Early small bowel obstruction (ESBO, within 30 days of surgery) after laparoscopic gastric bypass (LRYGB) is reported infrequently (0.5‐5.2%), but it is associated with significant morbidity and treatment is not standardized. Our aim was to review prevalence, causes, associated factors, management, and outcomes of all patients treated for ESBO after LRYGB at a tertiary academic medical center.
Retrospective review of prospectively maintained data to identify consecutive patients who underwent primary LRYGB and those that developed ESBO from January 2000 through December 2016. Collected data were demographics, comorbidities, LRYGB technical details; and ESBO clinical presentation, location, causes, type of treatment and outcomes.

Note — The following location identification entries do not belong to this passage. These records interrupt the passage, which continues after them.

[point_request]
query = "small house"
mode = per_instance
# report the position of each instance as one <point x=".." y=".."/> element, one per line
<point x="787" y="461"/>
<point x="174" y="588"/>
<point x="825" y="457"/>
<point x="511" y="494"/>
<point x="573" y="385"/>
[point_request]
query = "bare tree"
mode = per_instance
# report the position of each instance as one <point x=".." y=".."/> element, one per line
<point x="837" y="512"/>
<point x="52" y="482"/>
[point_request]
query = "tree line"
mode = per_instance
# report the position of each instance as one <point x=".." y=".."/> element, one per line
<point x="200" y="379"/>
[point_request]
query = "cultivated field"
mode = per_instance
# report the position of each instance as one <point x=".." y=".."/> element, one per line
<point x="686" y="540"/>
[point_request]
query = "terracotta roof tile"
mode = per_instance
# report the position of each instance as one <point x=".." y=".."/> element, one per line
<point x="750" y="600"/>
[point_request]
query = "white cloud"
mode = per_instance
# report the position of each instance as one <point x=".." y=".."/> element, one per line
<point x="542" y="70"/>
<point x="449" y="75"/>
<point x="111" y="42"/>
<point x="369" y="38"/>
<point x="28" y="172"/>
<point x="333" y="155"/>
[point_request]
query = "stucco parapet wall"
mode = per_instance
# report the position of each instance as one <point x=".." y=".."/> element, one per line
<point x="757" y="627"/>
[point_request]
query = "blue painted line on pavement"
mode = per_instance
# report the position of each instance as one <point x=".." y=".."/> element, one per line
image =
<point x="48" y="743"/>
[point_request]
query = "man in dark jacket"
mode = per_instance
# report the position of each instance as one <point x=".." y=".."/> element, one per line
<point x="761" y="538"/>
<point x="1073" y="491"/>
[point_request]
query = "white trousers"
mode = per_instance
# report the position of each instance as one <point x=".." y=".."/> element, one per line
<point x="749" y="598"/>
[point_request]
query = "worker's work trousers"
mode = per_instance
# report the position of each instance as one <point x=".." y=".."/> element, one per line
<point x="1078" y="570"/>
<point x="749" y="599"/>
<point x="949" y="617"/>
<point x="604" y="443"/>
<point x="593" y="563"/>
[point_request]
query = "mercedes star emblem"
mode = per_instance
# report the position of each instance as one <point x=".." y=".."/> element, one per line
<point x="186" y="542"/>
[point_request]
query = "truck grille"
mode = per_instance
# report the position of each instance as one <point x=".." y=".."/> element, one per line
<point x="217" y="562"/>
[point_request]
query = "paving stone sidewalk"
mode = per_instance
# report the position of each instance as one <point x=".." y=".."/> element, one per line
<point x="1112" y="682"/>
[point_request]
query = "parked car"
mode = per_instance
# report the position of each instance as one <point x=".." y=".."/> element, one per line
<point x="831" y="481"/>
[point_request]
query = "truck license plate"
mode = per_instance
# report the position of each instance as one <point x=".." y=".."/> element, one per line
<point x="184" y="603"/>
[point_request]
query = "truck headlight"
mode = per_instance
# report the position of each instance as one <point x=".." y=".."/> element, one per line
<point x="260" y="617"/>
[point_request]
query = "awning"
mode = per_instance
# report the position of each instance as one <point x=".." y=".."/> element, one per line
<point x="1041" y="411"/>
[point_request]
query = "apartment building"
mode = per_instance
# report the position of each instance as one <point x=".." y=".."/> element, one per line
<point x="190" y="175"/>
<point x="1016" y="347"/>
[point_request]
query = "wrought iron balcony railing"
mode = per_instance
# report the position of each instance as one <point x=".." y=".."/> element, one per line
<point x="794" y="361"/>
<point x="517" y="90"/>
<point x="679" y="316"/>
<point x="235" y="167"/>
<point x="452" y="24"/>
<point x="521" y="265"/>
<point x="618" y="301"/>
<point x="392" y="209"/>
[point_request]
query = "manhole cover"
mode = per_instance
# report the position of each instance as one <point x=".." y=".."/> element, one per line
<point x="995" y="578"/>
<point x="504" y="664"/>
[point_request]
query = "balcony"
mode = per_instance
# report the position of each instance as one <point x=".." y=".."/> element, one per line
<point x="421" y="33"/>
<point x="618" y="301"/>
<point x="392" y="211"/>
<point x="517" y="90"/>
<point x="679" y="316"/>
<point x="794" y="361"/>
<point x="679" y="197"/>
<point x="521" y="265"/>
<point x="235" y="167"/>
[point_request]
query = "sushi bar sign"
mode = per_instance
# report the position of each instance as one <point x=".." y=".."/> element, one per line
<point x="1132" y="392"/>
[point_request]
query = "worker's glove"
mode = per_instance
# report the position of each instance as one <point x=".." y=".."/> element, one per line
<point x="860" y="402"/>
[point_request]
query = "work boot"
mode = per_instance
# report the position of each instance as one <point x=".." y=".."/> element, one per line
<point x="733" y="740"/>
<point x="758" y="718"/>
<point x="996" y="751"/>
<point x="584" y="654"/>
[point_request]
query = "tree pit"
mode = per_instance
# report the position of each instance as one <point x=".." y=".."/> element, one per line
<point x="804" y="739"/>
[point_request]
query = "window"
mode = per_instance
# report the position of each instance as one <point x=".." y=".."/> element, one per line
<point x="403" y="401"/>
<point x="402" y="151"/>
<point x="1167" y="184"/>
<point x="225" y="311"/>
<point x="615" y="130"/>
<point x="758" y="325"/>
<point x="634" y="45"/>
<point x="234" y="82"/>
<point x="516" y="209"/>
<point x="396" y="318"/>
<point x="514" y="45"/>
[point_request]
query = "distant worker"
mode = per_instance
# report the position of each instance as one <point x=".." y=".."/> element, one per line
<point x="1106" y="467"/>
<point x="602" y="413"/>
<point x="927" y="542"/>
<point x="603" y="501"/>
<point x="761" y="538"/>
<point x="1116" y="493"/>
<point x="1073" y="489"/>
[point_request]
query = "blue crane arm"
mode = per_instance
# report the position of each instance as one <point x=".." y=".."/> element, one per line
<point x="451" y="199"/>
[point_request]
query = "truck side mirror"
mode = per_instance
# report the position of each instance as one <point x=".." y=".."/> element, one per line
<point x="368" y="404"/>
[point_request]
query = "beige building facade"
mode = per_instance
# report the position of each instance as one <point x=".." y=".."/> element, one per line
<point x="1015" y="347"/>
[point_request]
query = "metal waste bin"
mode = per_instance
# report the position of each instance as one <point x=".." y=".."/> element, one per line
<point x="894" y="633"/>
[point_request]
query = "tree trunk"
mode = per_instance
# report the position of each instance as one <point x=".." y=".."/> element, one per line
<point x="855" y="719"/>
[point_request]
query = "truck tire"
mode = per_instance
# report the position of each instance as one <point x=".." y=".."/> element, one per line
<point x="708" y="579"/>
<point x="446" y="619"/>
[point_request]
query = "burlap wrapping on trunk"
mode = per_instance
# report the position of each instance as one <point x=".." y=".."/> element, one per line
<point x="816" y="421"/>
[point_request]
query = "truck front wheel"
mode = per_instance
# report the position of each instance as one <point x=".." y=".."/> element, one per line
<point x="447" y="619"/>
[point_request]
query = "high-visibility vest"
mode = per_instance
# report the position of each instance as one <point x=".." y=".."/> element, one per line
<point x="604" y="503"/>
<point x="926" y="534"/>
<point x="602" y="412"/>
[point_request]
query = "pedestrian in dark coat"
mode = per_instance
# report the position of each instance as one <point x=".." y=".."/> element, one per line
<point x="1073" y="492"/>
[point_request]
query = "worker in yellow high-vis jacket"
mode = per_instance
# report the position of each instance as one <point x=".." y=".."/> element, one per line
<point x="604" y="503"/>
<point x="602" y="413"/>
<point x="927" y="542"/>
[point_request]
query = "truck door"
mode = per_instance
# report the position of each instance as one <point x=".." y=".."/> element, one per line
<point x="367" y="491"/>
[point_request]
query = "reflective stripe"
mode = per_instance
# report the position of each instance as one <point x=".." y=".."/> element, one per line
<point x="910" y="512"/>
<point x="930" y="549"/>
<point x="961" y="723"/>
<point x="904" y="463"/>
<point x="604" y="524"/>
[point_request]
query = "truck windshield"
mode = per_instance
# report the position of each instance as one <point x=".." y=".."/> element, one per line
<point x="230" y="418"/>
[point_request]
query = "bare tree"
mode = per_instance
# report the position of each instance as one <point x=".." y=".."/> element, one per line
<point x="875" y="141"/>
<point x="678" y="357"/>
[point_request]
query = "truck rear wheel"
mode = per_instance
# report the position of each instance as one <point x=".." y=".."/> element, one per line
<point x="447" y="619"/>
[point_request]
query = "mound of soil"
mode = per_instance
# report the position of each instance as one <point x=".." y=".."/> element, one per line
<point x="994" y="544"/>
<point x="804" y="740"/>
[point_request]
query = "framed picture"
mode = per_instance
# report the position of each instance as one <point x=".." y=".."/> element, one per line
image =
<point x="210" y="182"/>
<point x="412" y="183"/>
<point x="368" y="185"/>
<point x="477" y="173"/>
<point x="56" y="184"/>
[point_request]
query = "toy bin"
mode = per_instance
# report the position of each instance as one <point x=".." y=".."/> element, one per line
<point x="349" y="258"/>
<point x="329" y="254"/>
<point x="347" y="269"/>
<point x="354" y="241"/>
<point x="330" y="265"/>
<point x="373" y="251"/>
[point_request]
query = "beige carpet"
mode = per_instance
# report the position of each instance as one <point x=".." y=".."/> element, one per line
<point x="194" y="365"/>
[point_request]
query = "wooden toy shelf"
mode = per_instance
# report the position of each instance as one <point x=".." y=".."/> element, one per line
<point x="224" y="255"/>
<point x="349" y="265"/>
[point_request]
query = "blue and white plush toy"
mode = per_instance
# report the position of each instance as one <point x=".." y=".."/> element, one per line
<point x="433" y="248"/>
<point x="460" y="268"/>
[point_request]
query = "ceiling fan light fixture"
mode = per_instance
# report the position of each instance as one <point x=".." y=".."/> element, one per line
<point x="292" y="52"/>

1,703 patients (84% females) had LRYGB. Mean age and BMI were 42.3±11.1 years and 48.2±7.3 kg/m2, respectively. Comorbidities were frequent: type 2 diabetes (28%), hypertension (54%), obstructive sleep apnea (37%), hyperlipidemia (44%) and GERD (63%). The alimentary limb was antecolic in 426 patients (25%) and retrocolic in 1,277 (75%). 26 patients (1.5%) had ESBO. There were no demographic or technique details associated with ESBO, including alimentary limb position. All patients presented with symptoms, most commonly vomiting (n=13), on average 6.4±6.2 (range 1‐26) days postoperatively. In all cases, upper GI and/or computed tomography confirmed the diagnosis. Majority required re‐operation (n=20, 77%; 9 completed laparoscopically). Mean time from diagnosis to reoperation was 0.7±1.4 day (75% done on the same day, N=15), however, time from symptom to diagnosis varied significantly. Location and causes of ESBO are in Table 1.There was no difference in the location of obstruction [jejunojejunostomy (JJ) vs. others] between patients who had antecolic versus retrocolic technique. Obstruction at JJ was treated with reoperation in 13 patients (68%), using JJ bypass (n=7), complete JJ revision (n=4), decompression only (n=2). Obstruction other than at JJ was always treated with reoperation. Three patients (11.5%) developed an anastomotic leak and 2 died (7.7%).
ESBO occurs infrequently after LRYGB, most causes are technique related and preventable; however, it is associated with significant morbidity and mortality. A high index of clinical suspicion, rapid appropriate imaging, and prompt operative intervention are recommended.